Discussion in 'Malware Help - MG (A Specialist Will Reply)' started by tbird, Sep 2, 2004.

  1. tbird

    tbird Private E-2

    I have a browser hijacker that keeps coming back. Each time I re-start my pc, run registry mechanic, and run Ad-aware, I can browse the internet freely...but only for a few minutes. Then I get hijacked. My google search engine is disabled and if I try to go directly to any number of sites (google.com, microsoft, norton, symantec, yahoo) I get re-routed to //search.findwhatevernow.com.
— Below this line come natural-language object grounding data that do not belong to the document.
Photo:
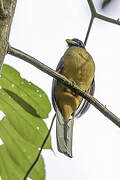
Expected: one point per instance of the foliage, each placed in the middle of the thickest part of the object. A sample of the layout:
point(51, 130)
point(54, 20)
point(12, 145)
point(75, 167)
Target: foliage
point(22, 129)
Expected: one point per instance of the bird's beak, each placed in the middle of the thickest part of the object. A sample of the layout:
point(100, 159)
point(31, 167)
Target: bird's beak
point(69, 41)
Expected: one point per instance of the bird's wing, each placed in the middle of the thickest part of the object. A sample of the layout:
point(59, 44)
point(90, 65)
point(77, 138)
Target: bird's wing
point(64, 129)
point(84, 106)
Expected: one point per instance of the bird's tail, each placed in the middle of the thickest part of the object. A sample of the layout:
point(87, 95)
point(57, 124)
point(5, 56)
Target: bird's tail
point(64, 133)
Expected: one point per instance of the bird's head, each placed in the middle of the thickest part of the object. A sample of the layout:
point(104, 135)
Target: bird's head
point(75, 42)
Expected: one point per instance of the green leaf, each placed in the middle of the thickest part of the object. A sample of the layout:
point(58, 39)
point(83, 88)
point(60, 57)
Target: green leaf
point(22, 129)
point(33, 99)
point(16, 155)
point(31, 128)
point(105, 3)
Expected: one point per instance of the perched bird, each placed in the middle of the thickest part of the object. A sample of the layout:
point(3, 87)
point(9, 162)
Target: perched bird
point(78, 66)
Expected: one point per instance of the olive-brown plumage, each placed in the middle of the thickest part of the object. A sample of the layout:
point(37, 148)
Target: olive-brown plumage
point(78, 66)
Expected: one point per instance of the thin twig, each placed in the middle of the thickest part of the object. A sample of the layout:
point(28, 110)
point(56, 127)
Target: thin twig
point(92, 7)
point(65, 81)
point(43, 144)
point(99, 16)
point(88, 31)
point(107, 19)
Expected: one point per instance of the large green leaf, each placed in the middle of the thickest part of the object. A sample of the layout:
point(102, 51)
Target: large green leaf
point(16, 155)
point(31, 128)
point(22, 129)
point(27, 92)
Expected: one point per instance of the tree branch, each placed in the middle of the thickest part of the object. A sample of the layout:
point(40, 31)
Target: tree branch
point(65, 81)
point(7, 9)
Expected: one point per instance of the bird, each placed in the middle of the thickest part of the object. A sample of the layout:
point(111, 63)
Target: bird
point(78, 66)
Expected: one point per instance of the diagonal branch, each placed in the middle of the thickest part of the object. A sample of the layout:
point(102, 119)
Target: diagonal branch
point(65, 81)
point(7, 9)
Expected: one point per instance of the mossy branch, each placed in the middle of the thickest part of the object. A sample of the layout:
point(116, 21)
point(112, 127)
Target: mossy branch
point(65, 81)
point(7, 9)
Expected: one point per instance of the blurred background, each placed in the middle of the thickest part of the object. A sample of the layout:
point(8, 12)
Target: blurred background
point(40, 28)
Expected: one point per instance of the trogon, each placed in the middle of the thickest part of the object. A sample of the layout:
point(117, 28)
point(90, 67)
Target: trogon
point(78, 66)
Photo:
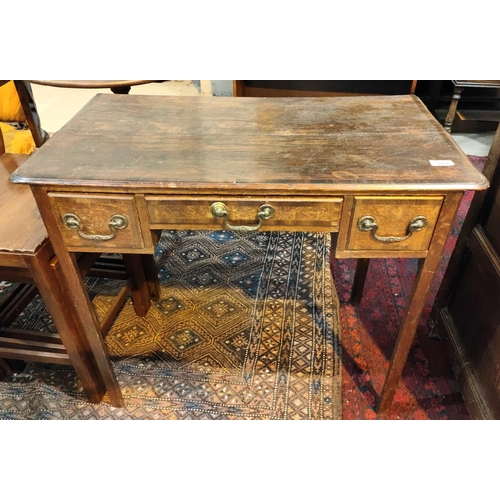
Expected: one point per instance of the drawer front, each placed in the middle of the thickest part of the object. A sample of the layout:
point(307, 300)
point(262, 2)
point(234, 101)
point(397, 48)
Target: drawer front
point(393, 223)
point(97, 221)
point(287, 214)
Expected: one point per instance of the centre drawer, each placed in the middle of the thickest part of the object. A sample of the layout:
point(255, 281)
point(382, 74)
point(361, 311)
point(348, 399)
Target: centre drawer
point(265, 214)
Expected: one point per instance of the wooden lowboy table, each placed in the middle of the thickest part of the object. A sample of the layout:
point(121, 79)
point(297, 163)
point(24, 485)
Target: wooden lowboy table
point(379, 173)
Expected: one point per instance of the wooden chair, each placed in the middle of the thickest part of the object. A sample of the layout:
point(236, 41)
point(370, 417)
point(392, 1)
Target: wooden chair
point(27, 258)
point(458, 88)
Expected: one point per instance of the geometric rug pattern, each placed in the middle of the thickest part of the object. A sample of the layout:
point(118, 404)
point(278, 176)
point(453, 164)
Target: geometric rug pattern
point(247, 327)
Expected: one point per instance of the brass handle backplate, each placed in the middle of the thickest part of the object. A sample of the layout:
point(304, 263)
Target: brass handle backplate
point(219, 210)
point(72, 221)
point(369, 223)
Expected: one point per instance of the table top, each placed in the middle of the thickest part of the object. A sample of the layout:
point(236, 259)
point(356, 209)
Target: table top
point(252, 145)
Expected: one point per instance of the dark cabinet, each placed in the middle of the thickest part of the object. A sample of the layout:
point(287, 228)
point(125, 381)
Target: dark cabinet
point(466, 312)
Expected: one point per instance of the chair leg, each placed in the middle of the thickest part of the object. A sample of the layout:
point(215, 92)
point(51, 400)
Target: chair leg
point(30, 112)
point(452, 111)
point(46, 279)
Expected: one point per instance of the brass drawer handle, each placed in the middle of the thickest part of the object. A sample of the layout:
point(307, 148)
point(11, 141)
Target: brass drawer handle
point(368, 223)
point(264, 212)
point(72, 221)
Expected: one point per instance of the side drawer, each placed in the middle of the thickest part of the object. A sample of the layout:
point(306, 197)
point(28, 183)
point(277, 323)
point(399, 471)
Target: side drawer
point(290, 214)
point(97, 222)
point(392, 223)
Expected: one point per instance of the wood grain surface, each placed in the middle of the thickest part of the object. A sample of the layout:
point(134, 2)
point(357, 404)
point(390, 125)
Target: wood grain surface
point(247, 145)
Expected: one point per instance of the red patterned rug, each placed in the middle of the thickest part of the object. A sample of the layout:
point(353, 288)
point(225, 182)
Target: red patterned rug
point(428, 389)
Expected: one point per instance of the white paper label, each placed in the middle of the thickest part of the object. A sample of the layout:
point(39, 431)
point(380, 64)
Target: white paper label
point(441, 163)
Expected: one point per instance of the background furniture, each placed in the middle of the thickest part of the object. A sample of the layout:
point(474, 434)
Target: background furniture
point(466, 312)
point(27, 260)
point(459, 86)
point(321, 88)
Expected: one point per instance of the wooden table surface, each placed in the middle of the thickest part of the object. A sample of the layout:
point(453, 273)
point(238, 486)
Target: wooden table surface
point(304, 145)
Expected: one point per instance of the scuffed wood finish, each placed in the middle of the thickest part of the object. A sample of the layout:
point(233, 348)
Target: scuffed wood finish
point(95, 214)
point(250, 146)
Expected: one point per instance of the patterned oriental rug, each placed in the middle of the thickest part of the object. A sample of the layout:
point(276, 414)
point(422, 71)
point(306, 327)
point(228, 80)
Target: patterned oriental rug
point(247, 328)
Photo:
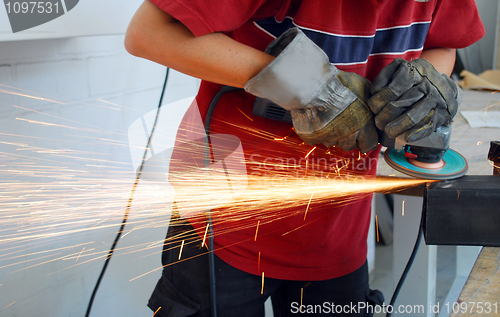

    I followed your Basic Spyware removal and cleaning steps --
    ran CCleaner,CWShredder said already clean, Kill2me said nothing bad present,HSRemove said no files to remove.

    Steps not followed:

    I couldn't Disable System Restore. I have Windows 2000 and could only find inx for XP.
    about:Buster was corrupted and would not run
    hijackthis.exe would not run b/c it comes zipped and i don't know how to get it into the Program File.
     
  2. Kodo

    Kodo SNATCHSQUATCH

    you need a program like winzip or winrar to extract the HIJACKTHIS program to a directory.
     
  3. tbird

    tbird Private E-2

    I use Winzip, but it automatically extracts directly to the desktop. How to I make it extract to a directory?
     
  4. Kodo

    Kodo SNATCHSQUATCH

    if winzip pops up, just close it. Find the file, right click on it and choose EXTRACT TO [filename] where filename is the name of the zip file. It will then create a directory in that folder with the same name as the file. Open that folder up and run HJT.
     
  5. tbird

    tbird Private E-2

    Kodo -- thanks for the winzip procedure. The good news is it worked. the bad news is that I must have clicked on the wrong item in HJT b/c now I can't get onto the internet at all (I'm on a diff pc right now).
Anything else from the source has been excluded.